ばいばい、津崎。



哲平と別れたあと、私はまっすぐ家には帰らずに遠回りして自転車を走らせていた。

海岸沿いを見つめながら、潮風が頬に当たって気持ちいい。私は自然といつもの場所を目指していた。


清々しいほど青い海へと伸びるコンクリートの長い道。私は防波堤が見えてきたところで自転車を停めた。

その先端に津崎が座っているわけもなく、いるのは空を優雅に飛んでいるカモメの群れだけ。


……なんだか、無性に津崎に会いたい。

家を訪ねてみようか。でもいきなりだと迷惑だし、メールを送ったほうがいいかもしれない。

自転車に股がったまま携帯を開いて新規メールを立ち上げようとした時、波の音と交互に聞こえた足音。
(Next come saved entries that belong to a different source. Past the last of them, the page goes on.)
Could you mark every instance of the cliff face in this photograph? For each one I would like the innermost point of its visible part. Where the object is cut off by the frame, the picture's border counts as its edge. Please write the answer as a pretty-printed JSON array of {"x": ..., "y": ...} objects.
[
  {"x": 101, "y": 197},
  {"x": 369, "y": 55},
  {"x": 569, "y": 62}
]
ザッザッと、地面を擦るような歩き方はすごく特徴がある。慌てて振り向くと、後方から津崎がこちらに向かって歩いてきて、その手にはホワイトソーダの缶を持っていた。


「つ、津崎っ……!」


――ガシャンッ!

嬉しくて慌てて自転車を降りようとしたら、バランスを崩してその場に転倒してしまった。


「いたたた……」

下半身が自転車の下敷きになっていて、かなり恥ずかしい体勢になっている。